La politique musclée que mène le gouvernement français envers les Roms suscite un véritable malaise dans l'Église catholique. À tel point qu'un prêtre dit même avoir prié pour que le président Nicolas Sarkozy soit foudroyé par la maladie.

«Je prie - je vous demande pardon - pour que M. Sarkozy ait une crise cardiaque», a déclaré dimanche le père Arthur Hervet, un prêtre de Lille très investi dans la défense des minorités.

«J'en suis là. Je sais que je n'ai pas le droit de le faire, mais je dis: «Seigneur, il n'y a plus que toi qui puisses arrêter quelque chose»», a déclaré le religieux, qui a présenté des excuses quelques heures plus tard.
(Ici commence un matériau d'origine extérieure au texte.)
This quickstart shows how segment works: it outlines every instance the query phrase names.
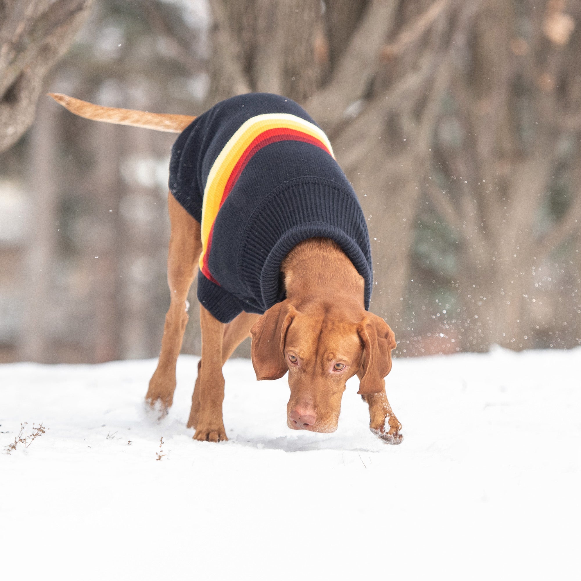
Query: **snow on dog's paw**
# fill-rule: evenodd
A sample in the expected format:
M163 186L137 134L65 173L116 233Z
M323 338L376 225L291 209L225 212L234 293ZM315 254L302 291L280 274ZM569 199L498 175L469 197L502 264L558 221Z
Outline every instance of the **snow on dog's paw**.
M226 431L224 428L201 428L196 431L193 435L193 439L199 442L226 442Z
M160 422L169 413L169 408L161 400L144 400L142 406L146 418L152 422Z
M399 432L392 433L386 432L383 428L372 428L371 431L380 439L383 440L386 444L401 444L403 440L403 435Z

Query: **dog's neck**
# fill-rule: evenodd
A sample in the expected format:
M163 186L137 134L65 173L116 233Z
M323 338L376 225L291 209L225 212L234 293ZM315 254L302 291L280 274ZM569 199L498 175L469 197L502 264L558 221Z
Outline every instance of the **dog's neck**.
M311 300L345 301L364 308L365 281L340 247L329 238L309 238L282 261L286 298L295 306Z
«Je ne veux absolument pas la mort du président Sarkozy. Mon seul désir: que Dieu frappe son coeur comme il l'a fait pour Saul sur le chemin de Damas. Saul s'est relevé et est devenu témoin de la Vie», a expliqué l'homme de 71 ans, qui a rendu sa médaille de l'Ordre du mérite pour manifester son indignation face à la politique gouvernementale.

Hier, le prêtre a ajouté qu'il souhaitait que le président vienne constater les difficiles conditions de vie des Roms.

L'archevêque de Lille, Mgr Laurent Ulrich, a déclaré dans un communiqué qu'il ne pouvait «cautionner» les propos du prêtre, tout en se montrant plus que compréhensif face à son exaspération.

La situation «que vivent actuellement les Roms provoque la conscience de nombreux chrétiens et d'hommes de bonne volonté», a-t-il souligné.

Sortie du pape

L'archevêque d'Aix-en-Provence, Mgr Christophe Dufour, a aussi critiqué la politique gouvernementale dans les derniers jours après avoir assisté au démantèlement d'un campement illégal.

«Les discours sécuritaires qui laissent entendre qu'il y a des populations inférieures sont inacceptables. Ces personnes, citoyens européens, vivent pour la plupart paisiblement ici», a-t-il souligné.

Le pape Benoît XVI, dans une sortie que la presse nationale a interprétée comme une remontrance envers le gouvernement français, a déclaré de son côté à des pèlerins français qu'il faut «accueillir les hommes de toutes origines».

Le secrétaire du Conseil pontifical pour les migrants et les gens du voyage, Agostino Marchetto, avait déclaré quelques jours plus tôt que «les expulsions en masse de Roms» sont contraires aux normes européennes.

Le ministre de l'Intérieur, Brice Hortefeux, prenant la mesure du tollé dans l'Église catholique, a déclaré hier matin qu'il était disposé à rencontre le président de la conférence épiscopale, le cardinal André Vingt-Trois, pour discuter de la situation.

Pas question de mea-culpa pour autant de la part du politicien, qui accuse le «petit milieu médiatico-parisien» d'entretenir la polémique par des «mots extrêmement forts».

Un froid avec les catholiques

Le ministre de l'Agriculture, Bruno Le Maire, a insisté sur l'importance de préserver la séparation «totale de l'Église et de l'État» pour inciter le milieu ecclésiastique à freiner ses critiques.

Qu'elle soit juste ou pas, la politique sécuritaire du gouvernement est en train de créer un sérieux froid avec les catholiques de France, prévient Jean-Pierre Denis, responsable de l'hebdomadaire catholique La Vie.

«Le démocrate-chrétien n'aime ni l'éclat du bling-bling, ni les sirènes hurlantes des derniers jours, indique le journaliste. Le discours martial sécuritaire n'est pas vraiment fait pour le conservateur tempéré.»